Era normal, si se quiere ver así. Yo había caminado cerca de dos cuadras y media cuando lo vi por primera vez. Siguió detrás de mí, pero no en mala onda, sino cuidándome. Husmeó en una esquina, orinó y luego me buscó nuevamente entre la gente. Dicen que cuando esas cosas pasan San Lázaro lo protege a uno. La señora no se había levantado todavía, tuve que esperar sentada en el portal, unos veinte minutos más o menos. Luego me registró y me dijo que yo no tenía ningún problema, me mandó a llevar unas frutas al mar, eso fue todo. Justamente por eso no pensé que pasaría algo malo con mi abuela cuando empezó con las fiebres. Los médicos no sabían, lo mismo era neumonía que infección en los riñones. La llevamos a varios hospitales, pero nada. Justo el día en que esperábamos el resultado del análisis más importante, en la noche anterior, yo tuve una pesadilla horrible. Algo estaba encima de mí y me soltaba un vaho frío sobre la cara, me decía que no insistiera, que nada de lo que yo hiciera cambiaría las cosas. Recuerdo que tenía las manos sobre el pecho, y no podía moverme, el frío me llegaba a la garganta y seguía más abajo. No podía moverme por más que quisiera. Esa fue la última noche de mi abuela. Al día siguiente, cuando llegué al hospital, ya se había muerto.
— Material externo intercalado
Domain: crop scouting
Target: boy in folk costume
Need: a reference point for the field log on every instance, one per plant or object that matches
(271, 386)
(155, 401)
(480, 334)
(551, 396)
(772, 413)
La verdad, para mi madre fue un descanso. Cuidar a su suegra tantos años no fue tarea fácil, sobre todo después de haberla odiado tanto, de haberle hecho a mi padre la vida imposible cuando estaba en este país, según los cuentos que escuché. En la funeraria había muy poca gente, y es que mi abuela, la verdad, no era una persona agradable. A ella lo único que en verdad le importaba era el dinero. Al morir dejó el escaparate lleno de cosas y de dinero enrollado en cuanta esquina era posible. Había una colección de jabones ya sin olor, talcos, sábanas y toallas sin haberse usado jamás, amarillas por el tiempo, como si se le hubiera quedado media vida sin usar dentro del escaparate. Lo que más me sorprendió fue un dibujo que tenía pegado a la puerta, yo nunca alcancé a verlo porque el escaparate siempre estaba cerrado con llave, ni siquiera pensé que ella pudiera conservar aquello. Era un dibujo que yo había hecho una vez, me senté delante suyo y la dibujé sentada en un sillón en el portal de la casa, mirando las plantas, me dijo que eso era una falta de respeto, me quitó el dibujo y se lo llevó. Pensé que lo habría tirado.
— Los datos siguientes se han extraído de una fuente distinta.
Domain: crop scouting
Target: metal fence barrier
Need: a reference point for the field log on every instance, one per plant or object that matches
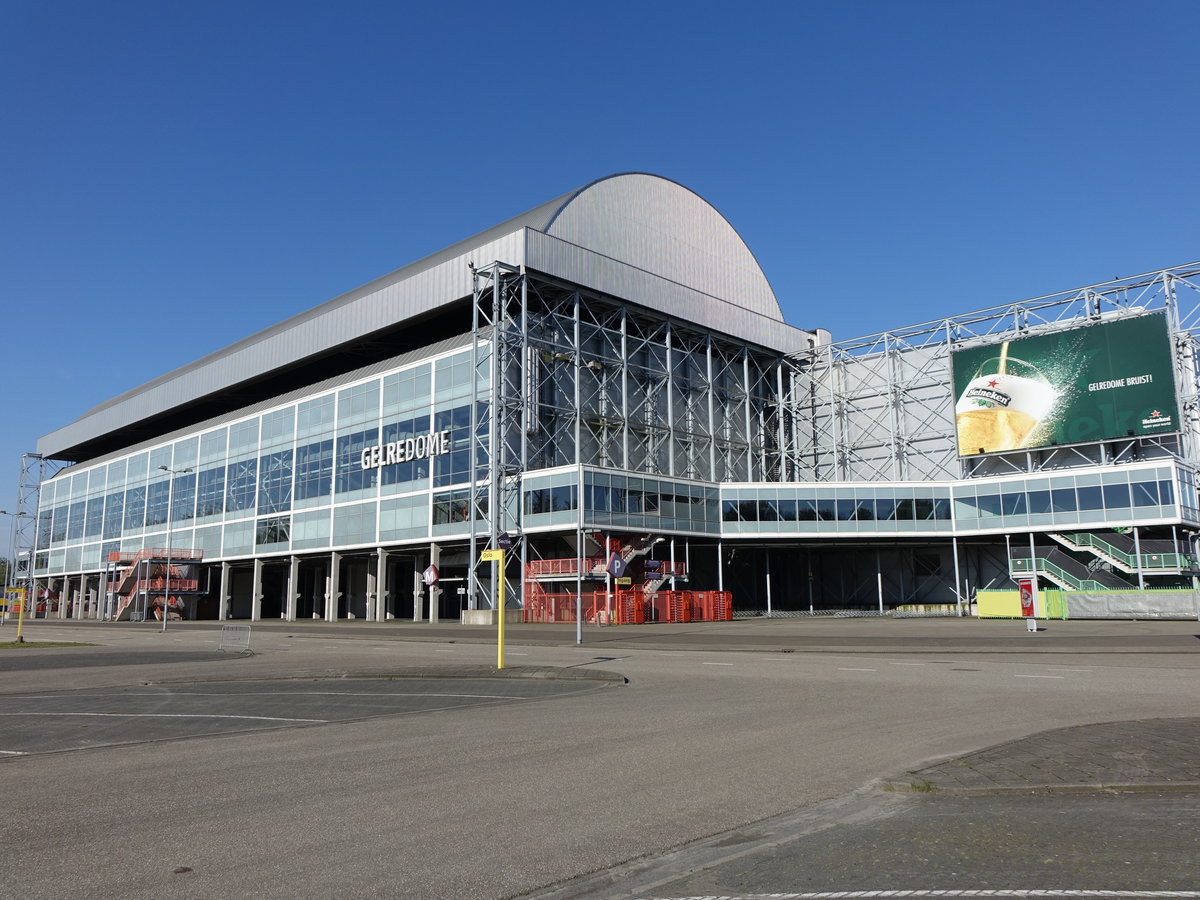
(234, 637)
Por casa desfilaron todas las hermanas de mi padre, todas, sin excepción de ninguna, reclamando su parte de la herencia. Se llevaron todo incluidos el escaparate, el colchón viejo con miles de muelles saliendo y el cubo de mi abuela, el que solo ella estaba autorizada a usar. Extraño suceso la muerte. Nadie más asistió a su entierro, salvo mi madre y yo, las dos personas que le acompañaron los últimos años de su vida y que no se quedaron con ninguna de sus pertenencias. Su muerte fue como algo más para convencerme, una parte de mí se moría para hacerme entender que esta vida hay que usarla, hay que hacer cosas y sobre todo hacerlas ya. Mientras bajaban la caja me dio por pensar cuánto le habría quedado por decir, con la muerte se muere hasta lo que nunca fue. Mientras le preparaba la corona de flores pensé qué poco le duraría esta despedida de colores. Nunca me esmeré tanto con las flores de un muerto como aquella vez.